Last month, I received an e-mail promoting a seminar on the use of blogs, social networking sites, gated communities, and microsites in consulting. Once again, I was moved to ask myself, “Doesn’t anyone talk anymore?”
One cannot dispute the value of the social media we have at our fingertips today. Certainly, sites such as Facebook, LinkedIn, and Twitter have opened new channels of communication for us. We can e-mail, text, Twitter, tweet, cheep, and peep. But what has happened to the art of conversation – the ability to socially interact with live people? We have lost our professional courtesy. We don’t answer our telephones. We let calls go to voicemail, then decide who we will talk to and who we will ignore. Not too many years ago, one of the major reasons for joining an organization like the Council of Supply Management Professionals was to meet people you could call or meet with to discuss mutual problems. That doesn’t seem to be so much the case anymore.
Late last year, I made over 50 phone calls on behalf of a client. After the first five or six, I realized it was going to get ugly, so I started keeping score. The communication barrier started at the front door of most of the firms I called. Telephones were answered by automated systems that referred me to company directories, which did not work in several cases. When I finally worked my way through those, I reached voice mail in well over half the cases. Most of the people who knew me called me back. I can go to Facebook and find out what someone had for dinner last night, but cannot reach them on the telephone.
What has brought about this change in attitude? Certainly, the pandemic has had an impact on behavior, as have downsizing and the emergence of new technologies. What is disturbing, however, is that this has been happening for some time. Many of us simply don’t want to take the time to talk or choose to use other messaging options.
Some of you have had conversations like I had recently with someone I will call John. John, apparently having rediscovered his telephone, called and said, “It’s been a while. I just wanted to touch base.” Now, I haven’t heard from John in eight or nine years. Obviously, he is out of work and engaged in a crash program to establish a network. He might as well forget it. It won’t work. Building relationships is a long-term, never-ending project and cannot be accomplished overnight. Nor can it be accomplished in my opinion, without personal contact. As a provider of logistics services for part of my career, I have often been frustrated by the failure of many supply chain managers to extend the simple courtesy of returning phone calls. This frustration turns to bemusement when the telephone rings and one of these same individuals is now out of work and suddenly my new best friend.

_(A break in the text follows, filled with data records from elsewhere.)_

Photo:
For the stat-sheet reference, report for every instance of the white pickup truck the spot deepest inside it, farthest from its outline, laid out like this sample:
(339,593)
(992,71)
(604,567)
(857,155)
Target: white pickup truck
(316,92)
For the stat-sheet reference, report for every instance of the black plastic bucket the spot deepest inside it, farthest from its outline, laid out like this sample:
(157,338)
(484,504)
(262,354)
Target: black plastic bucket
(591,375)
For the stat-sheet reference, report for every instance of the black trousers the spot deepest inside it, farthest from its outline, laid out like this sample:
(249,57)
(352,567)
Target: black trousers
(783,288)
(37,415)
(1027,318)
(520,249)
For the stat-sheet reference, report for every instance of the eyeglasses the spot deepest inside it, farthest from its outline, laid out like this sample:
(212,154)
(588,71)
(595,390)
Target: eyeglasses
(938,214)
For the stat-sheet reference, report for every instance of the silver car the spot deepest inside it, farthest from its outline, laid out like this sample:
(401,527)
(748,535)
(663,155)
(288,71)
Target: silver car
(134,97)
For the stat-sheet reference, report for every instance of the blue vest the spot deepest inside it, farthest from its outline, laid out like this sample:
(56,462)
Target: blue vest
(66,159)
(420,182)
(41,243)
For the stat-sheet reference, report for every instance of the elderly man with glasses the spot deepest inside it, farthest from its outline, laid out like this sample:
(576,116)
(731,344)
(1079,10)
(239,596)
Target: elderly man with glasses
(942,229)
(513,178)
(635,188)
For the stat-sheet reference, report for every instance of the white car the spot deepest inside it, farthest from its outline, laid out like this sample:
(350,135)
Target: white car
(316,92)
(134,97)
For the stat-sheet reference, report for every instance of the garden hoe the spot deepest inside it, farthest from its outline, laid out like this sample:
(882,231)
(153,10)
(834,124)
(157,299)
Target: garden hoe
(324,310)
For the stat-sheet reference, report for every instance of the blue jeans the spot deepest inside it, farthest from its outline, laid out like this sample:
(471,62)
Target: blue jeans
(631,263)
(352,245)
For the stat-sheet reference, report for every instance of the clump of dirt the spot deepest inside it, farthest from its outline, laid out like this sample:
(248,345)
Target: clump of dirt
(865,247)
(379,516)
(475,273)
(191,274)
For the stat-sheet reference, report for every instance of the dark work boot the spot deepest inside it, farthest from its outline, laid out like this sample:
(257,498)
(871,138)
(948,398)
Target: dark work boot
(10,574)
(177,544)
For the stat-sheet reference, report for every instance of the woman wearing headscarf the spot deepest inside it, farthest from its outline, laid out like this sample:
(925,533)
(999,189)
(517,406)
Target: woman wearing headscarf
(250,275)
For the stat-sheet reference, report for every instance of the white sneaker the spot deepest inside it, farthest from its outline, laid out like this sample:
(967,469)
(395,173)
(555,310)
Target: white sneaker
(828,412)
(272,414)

There is an old story about a group of boys who were trying to walk a railroad track but could navigate only a few feet before losing their balance. Finally, two of the boys bet the others they could walk the rail without falling off. Challenged to make good on their boast, they each stepped on a rail, extended a hand to the other, and walked the entire length of the track without difficulty. Over the long run, we will accomplish more by helping each other.
Am I opposed to social media or new technology? Absolutely not. They are great tools, but let’s not lose sight of why God gave us the gifts of speech and hearing.